Wednesday, November 28, 2007

The Paradox Zone

Found this pretty interesting.

"So, all you hyper-moral pacifist purists, if you could learn Ms. Wang's location and save her by waterboarding a captured guard, would you do it? Or is her permanent crippling and disfigurement a satisfactory consequence of your own personal interpretation of right and wrong? That's what you seem to be saying by your absolute opposition to any form of physical coercion, even if it doesn't maim or kill.

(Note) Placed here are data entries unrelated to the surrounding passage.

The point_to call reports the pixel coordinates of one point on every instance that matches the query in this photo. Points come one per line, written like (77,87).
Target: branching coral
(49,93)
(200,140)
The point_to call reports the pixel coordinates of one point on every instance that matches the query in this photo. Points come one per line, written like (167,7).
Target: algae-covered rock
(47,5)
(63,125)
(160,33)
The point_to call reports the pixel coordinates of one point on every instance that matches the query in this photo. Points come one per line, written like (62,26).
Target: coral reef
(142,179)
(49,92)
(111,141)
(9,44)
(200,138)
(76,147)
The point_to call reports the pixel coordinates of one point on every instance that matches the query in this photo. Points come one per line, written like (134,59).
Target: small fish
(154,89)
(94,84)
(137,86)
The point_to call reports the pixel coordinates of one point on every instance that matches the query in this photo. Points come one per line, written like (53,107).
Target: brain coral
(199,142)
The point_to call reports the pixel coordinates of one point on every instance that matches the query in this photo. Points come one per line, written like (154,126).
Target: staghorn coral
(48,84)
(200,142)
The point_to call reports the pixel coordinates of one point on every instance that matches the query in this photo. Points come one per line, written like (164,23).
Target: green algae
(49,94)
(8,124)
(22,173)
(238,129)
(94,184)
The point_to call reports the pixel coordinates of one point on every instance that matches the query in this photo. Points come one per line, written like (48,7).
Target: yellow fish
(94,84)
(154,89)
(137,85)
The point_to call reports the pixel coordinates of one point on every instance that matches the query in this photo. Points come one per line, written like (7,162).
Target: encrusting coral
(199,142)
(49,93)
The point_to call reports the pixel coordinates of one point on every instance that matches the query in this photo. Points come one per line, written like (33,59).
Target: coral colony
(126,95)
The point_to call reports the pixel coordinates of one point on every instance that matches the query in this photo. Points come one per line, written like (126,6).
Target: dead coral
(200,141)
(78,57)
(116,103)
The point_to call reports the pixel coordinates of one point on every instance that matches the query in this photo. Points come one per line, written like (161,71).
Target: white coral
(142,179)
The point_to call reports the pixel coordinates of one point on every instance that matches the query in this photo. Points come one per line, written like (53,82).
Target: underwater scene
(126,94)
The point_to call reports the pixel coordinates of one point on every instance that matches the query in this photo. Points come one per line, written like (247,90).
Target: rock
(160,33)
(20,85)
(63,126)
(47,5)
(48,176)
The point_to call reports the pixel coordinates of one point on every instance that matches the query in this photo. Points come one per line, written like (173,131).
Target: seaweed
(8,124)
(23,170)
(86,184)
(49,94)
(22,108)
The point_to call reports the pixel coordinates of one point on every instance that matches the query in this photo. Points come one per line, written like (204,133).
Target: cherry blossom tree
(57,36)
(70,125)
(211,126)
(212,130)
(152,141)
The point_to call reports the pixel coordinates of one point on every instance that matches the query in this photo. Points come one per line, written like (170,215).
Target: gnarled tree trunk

But if that's really your position, then you've entered the paradox zone. You have to explain -- to your own satisfaction -- why it is less moral to commit a lesser crime in order to prevent a larger crime than it is to enable a larger crime by refusing to commit a lesser crime. You can't allow the SWAT sniper to shoot the kidnapper who's holding a knife to your spouse's throat. You can't acquit the woman who kills her rapist in an act of self defense. You can't acquit the father who kills a child-molester in the act of sodomizing his infant daughter. In all these examples the killers are guilty of the same order of crime you're too moral to commit."


Read all about it.

4 comments:

Richard said...

Sure, I agree with all that to an extent, but I don't think you need to resort to torture to glean information which you can gather in other, more conventional and humanistic, ways. There's a difference between being aggressive and being subhuman.

Chris Muir said...

Good stuff here!

And thanks for the link.I'll have you on the ol' blogroll later this week.

Will Conway said...

Thanks Chris,love your strip.

Richard,
Right, I do understand that we can't have people just torturing people for the hell of it. But certain times, we don't get the full story. If you read the full article I linked to, I'm sure you would understand the need for it in this particular instance. I just think we need to find a line, and not cross it.

Richard said...

I took a closer look at the article (it had some nice humour at the start). It does raise some good points. However, I hate these situations of absolutes because they rarely happen that way. Ie. the whole torture 1 to save 5 million is a scenario which I doubt is common in the slightest, yet it is used as a justification for making a policy decision. I don't like that.